Un altro episodio di odio antiebraico si era verificato perfino in un prestigioso college privato. Un ragazzino quindicenne, figlio di un ebreo americano di New York che da tempo vive e lavora a Berlino, è stato vittima di attacchi verbali ed intimidazioni. Per mesi la direzione della scuola non aveva visto o aveva finto di non vedere, finché il ragazzo, esausto al punto da darsi malato, non aveva deciso di denunciare il tutto, sollevando un discreto scandalo sui media locali.
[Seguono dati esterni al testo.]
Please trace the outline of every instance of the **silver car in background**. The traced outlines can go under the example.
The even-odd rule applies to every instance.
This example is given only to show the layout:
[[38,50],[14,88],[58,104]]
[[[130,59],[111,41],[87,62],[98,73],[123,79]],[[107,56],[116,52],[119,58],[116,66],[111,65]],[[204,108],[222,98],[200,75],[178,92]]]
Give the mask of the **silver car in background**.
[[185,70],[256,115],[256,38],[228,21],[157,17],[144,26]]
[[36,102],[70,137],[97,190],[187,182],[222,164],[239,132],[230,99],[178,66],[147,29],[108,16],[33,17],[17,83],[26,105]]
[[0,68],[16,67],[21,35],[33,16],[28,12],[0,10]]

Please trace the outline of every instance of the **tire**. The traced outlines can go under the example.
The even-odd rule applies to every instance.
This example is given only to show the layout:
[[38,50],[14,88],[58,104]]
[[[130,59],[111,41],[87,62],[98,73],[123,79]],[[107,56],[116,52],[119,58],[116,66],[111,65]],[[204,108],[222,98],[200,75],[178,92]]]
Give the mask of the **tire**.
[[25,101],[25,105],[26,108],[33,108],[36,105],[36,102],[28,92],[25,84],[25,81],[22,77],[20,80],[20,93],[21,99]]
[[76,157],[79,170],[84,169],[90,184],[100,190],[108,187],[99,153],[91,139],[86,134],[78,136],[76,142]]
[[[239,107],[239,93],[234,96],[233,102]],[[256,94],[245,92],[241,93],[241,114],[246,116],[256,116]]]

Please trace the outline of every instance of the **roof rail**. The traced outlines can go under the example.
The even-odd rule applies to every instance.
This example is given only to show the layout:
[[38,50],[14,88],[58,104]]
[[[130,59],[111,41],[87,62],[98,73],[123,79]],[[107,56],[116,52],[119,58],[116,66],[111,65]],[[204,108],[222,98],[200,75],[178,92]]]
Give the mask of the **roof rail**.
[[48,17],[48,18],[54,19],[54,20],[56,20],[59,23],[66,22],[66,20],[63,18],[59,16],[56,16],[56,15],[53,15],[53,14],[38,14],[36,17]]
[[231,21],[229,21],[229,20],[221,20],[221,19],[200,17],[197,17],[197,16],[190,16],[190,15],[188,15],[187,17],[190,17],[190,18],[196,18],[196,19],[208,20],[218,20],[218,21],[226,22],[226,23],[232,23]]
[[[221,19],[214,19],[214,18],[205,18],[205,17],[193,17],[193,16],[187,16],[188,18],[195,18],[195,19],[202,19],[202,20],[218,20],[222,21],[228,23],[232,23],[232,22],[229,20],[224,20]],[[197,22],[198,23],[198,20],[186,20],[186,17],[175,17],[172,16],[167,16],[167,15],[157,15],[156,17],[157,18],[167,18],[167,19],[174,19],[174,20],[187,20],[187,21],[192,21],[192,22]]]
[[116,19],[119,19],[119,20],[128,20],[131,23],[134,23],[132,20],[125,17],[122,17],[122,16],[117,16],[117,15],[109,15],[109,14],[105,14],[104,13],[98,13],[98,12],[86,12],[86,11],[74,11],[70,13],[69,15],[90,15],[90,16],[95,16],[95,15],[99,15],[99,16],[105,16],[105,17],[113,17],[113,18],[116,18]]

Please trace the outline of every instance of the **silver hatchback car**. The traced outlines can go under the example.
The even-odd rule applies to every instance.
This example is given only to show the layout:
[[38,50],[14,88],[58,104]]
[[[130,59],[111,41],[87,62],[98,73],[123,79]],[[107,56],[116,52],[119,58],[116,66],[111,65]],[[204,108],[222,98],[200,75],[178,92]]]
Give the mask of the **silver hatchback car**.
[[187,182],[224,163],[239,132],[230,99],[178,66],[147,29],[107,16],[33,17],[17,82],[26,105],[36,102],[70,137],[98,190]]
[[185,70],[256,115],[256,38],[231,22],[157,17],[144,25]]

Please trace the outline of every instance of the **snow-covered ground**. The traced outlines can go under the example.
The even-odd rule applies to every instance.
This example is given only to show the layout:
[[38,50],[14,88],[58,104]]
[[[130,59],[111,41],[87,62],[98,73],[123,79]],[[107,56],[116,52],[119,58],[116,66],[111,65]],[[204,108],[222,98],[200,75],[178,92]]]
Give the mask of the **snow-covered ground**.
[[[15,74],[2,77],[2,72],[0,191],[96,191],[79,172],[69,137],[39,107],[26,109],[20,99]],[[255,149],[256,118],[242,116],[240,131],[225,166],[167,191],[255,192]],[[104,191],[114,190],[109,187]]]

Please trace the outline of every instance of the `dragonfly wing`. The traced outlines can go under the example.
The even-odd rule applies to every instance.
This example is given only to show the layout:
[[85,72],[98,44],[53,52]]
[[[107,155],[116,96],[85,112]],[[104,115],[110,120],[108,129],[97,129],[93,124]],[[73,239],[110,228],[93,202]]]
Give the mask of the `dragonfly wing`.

I piccoli antisemiti in erba sono stati cacciati dal prestigioso istituto privato, mentre la giovane vittima ha deciso di andarsene e cercare un istituto dove l'omertà di studenti e professori non fosse la regola.
Solo poco più di un mese fa, il 19 gennaio, un ragazzo che portava anch'egli la kippah era stato offeso pubblicamente da un uomo, che in ebraico gli aveva intimato di togliersela pena conseguenze peggiori. Il dettaglio interessante è che l'aggressione verbale era avvenuta verso le 20 di un sabato sera qualunque nella stazione ferroviaria di Nikolasee, che altro non è che la stazione precedente a quella di Wannsee. Quest'ultimo nome dovrebbe dirci qualcosa, visto che sempre in un freddo giorno di gennaio di 72 anni fa in quel quartiere borghese, adiacente all'omonimo lago, venne progettata in una villa la soluzione finale del problema ebraico.
Sembra che i passanti pur presenti sul posto non abbiano affatto intimato all'aggressore di smetterla. Lo stesso uomo, che parlava ebraico, protagonista dell'ennesimo gesto di antisemitismo a Berlino, non è ancora stato individuato dalla polizia.
In un report governativo uscito l'agosto scorso, gli episodi di antisemitismo acclarato a Berlino nella sola prima metà del 2018 erano stati 80, quasi il doppio rispetto a tutta la Baviera con invece 43 atti di violenza denunciati. Proprio qualche giorno fa, sempre il governo tedesco, rispondendo a un'interrogazione parlamentare, ha riportato che gli atti di antisemitismo nell'intera Germania denunciati alla polizia nel 2018 sono aumentati del 10% rispetto all'anno precedente. In totale si sono registrati 1.647 crimini, mentre l'anno prima si erano fermati a 1.504. Ovviamente non è stato preso in considerazione tutto quel sottobosco di intimidazioni verbali e pressioni psicologiche, come quello della scuola privata, che non sempre vengono denunciati. Non ci sarebbe infine da sorprendersi di scoprire come anche il caso della vetrina distrutta, descritto all'inizio, possa rientrare nelle statistiche di odio antiebraico per l'anno corrente.